The other day, our friend obsessed over an unconfirmed hiccup that might slightly affect my boyfriend, Grant, but not our group’s plans for that evening. To Grant, the outcome didn’t matter – he was still going to attend and planned on having a good time. Our friend continued messaging at Grant, essentially wringing his hands with worry interspersed with random suggestions that made things far more complicated and inconvenient for everyone. Our friend, bless his heart, wouldn’t let this teensy improbability rest.
“Let it go…” said Grant reading yet another message from our friend on his smartphone.
I smiled because this time, he wasn’t saying this phrase to me.
“You know he’s churning on this because he doesn’t want to worry about solving the bigger problems, right?” asked Grant looking up from his smartphone, then held it up for me to read the latest.

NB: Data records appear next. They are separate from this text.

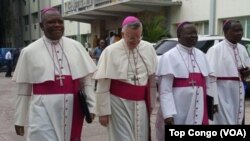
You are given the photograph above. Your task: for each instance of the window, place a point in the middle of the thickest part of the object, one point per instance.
(204, 45)
(35, 18)
(26, 20)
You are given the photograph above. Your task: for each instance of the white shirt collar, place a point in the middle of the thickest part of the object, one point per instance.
(186, 49)
(55, 42)
(231, 44)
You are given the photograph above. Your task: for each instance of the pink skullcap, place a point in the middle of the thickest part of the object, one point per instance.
(182, 24)
(47, 9)
(129, 20)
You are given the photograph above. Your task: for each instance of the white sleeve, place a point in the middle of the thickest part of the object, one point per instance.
(212, 88)
(22, 103)
(167, 102)
(87, 83)
(153, 90)
(103, 97)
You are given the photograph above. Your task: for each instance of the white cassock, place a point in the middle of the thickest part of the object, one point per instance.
(225, 59)
(128, 119)
(50, 116)
(184, 103)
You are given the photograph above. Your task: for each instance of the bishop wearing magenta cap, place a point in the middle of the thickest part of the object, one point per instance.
(126, 85)
(49, 74)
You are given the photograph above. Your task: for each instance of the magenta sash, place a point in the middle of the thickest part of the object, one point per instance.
(132, 92)
(69, 86)
(229, 78)
(199, 81)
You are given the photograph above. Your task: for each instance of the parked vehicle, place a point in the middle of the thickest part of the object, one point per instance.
(204, 43)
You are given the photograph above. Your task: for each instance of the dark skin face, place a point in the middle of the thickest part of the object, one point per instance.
(188, 35)
(52, 25)
(234, 33)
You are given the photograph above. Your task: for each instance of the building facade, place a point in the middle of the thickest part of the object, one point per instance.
(208, 15)
(86, 18)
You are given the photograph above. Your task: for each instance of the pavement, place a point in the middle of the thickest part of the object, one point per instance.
(91, 132)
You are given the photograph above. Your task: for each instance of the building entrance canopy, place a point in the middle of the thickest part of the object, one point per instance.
(91, 10)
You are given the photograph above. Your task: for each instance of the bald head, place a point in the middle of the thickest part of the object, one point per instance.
(52, 23)
(233, 31)
(187, 34)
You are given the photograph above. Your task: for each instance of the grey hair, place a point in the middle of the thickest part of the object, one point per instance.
(133, 26)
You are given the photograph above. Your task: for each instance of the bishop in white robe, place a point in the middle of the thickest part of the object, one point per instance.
(186, 82)
(49, 73)
(231, 63)
(127, 110)
(226, 59)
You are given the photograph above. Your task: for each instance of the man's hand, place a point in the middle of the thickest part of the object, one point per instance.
(245, 72)
(169, 121)
(92, 116)
(19, 130)
(104, 120)
(215, 109)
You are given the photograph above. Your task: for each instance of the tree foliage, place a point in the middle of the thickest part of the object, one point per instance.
(155, 29)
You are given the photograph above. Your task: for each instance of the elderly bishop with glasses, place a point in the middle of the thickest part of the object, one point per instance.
(126, 85)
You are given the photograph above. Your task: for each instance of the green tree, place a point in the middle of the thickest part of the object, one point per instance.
(155, 29)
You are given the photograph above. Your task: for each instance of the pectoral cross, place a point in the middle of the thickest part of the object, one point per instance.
(60, 78)
(135, 79)
(192, 82)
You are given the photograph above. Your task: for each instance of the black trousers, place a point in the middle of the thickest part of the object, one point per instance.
(9, 68)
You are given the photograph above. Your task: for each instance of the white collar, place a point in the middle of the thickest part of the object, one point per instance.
(188, 50)
(231, 44)
(55, 42)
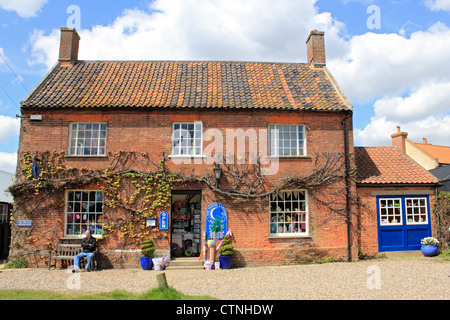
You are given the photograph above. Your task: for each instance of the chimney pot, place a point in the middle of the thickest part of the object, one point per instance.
(68, 47)
(315, 47)
(399, 139)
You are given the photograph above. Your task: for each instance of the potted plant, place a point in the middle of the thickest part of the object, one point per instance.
(148, 251)
(226, 252)
(429, 246)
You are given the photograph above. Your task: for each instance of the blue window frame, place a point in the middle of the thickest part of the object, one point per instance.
(402, 221)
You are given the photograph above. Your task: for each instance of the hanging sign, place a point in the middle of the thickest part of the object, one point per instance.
(164, 220)
(24, 223)
(35, 171)
(214, 211)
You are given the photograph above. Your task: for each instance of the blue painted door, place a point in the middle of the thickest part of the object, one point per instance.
(402, 222)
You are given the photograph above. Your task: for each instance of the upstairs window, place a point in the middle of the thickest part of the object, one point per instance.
(287, 140)
(187, 138)
(87, 139)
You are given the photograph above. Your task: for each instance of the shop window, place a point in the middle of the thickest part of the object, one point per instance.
(416, 211)
(287, 140)
(84, 210)
(87, 139)
(390, 212)
(288, 213)
(3, 213)
(187, 138)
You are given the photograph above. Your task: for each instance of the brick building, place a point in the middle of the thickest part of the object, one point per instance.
(103, 134)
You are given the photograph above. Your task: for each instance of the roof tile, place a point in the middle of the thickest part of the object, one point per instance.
(195, 84)
(388, 165)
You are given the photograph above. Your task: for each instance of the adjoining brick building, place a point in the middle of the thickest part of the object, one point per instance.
(99, 135)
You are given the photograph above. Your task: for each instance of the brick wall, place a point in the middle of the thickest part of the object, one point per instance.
(150, 131)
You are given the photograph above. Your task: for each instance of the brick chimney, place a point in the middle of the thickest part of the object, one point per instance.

“And this is such a small, irrelevant problem that will either never happen or even if it does, it won’t matter,” said Grant.
I nodded again.
As with most things, it’s easy to observe in others and difficult for ourselves to live in. There is a lesson in this for my writing practice. What are the things I make it a point to do? Why? No need to spend too much energy on why – it should be evident quickly, else if it isn’t, that is also an indicator. The key is to identify where and when does artificial urgency, irrational fear get in the way, or even worse, take the lead. Artificial urgency and irrational fear don’t get to be in charge of my writing practice.